Module-11B

If you are not able to view above video, then signIn . If still not able to view then visit this page to subscribe.

Module 11B :   Hands On :  Apache Pig Complex Datatypes : Available (Length 14 Minutes) 

1. Understand Map, Tuple and Bag

2. Create Outer Bag and Inner Bag

3. Defining Pig Schema

There are two categories of data types available in Pig as below.

Complex Data Types : (Map, Tuple, Bag)

Tuple : It is a fixed length. 

Ordered collection of elements. You can imagine it is a row in a database table. Example

('Amit','Kumar',90,'9943019420') 

Above tuple represent 4 fields as below

(FName:Chararray,SName:Chararray,Score:int,CellPhone:Chararray)

You can have index based access. Like 0th element will be 'Amit' and 4th element will be '9943019420'

Note :

- A tuple is enclosed in parentheses ( ).

- A piece of data. A field can be any data type (including tuple and bag).

Example : ( 'Amit','Kumar',90, {('9943019420','9943019421')})
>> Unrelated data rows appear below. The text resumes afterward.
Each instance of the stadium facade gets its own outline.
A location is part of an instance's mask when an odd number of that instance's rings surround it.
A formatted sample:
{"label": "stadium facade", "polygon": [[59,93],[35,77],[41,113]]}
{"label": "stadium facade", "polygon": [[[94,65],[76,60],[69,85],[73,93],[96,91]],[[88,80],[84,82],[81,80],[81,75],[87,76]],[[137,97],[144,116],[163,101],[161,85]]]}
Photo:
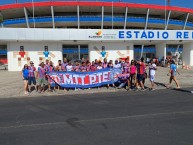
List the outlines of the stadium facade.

You can think of a tuple as a row with one or more fields,where each field can be any data type and any field may or may not have data.

Bag

 

Outer Bag : In below example myData is a relation or bag of tuples. You can think of this bag as an outer bag.

File : /user/cloudera/Training/pig/hadoopexam2.txt

Amit 20 30  Dinesh 20 10 Ganesh 30 40 Dinesh 30 30

myData = LOAD '/user/cloudera/Training/pig/hadoopexam2.txt' using PigStorage(' ')  as (fname:chararray, score:int, marks:int) ;

DUMP myData;

('Amit',20,30) ('Dinesh',20,10) ('Ganesh',30,40) ('Dinesh',30,30)

Inner Bag : Now, suppose we group relation myData by the first field to form relation groupData as below.

groupData = GROUP myData BY fname;

DUMP groupData;

('Amit',{('Amit',20,30)}) ('Dinesh',{('Dinesh',20,10),('Dinesh',30,30)}) ('Ganesh',{('Ganesh',30,40)})

In above example groupData is a relation or bag of tuples. 

Map : It is a key value pair. 

For example, ['fname'#'Amit','sname'#'Kumar'] will create a map with two keys, “fname” and “sname”. Here both the value are chararray.

Another example is 

['fname'#'Amit','sname'#'Kumar','score'#90] will create a map with three keys, “fname” , “sname” and score. Here first two values are chararray and third one is int.

Null : It is very similar to SQL languge. Null means value is unset.

There are various effect of Null values. As we move ahead with our hands on session. We will get more detail on it.

Pig schema : Assigning data type and name to fields. 

Example : Below data has defined schema like this (fname:charaary, score:int, marks:int)

('Amit',20,30) ('Dinesh',20,10) ('Ganesh',30,40) ('Dinesh',30,30)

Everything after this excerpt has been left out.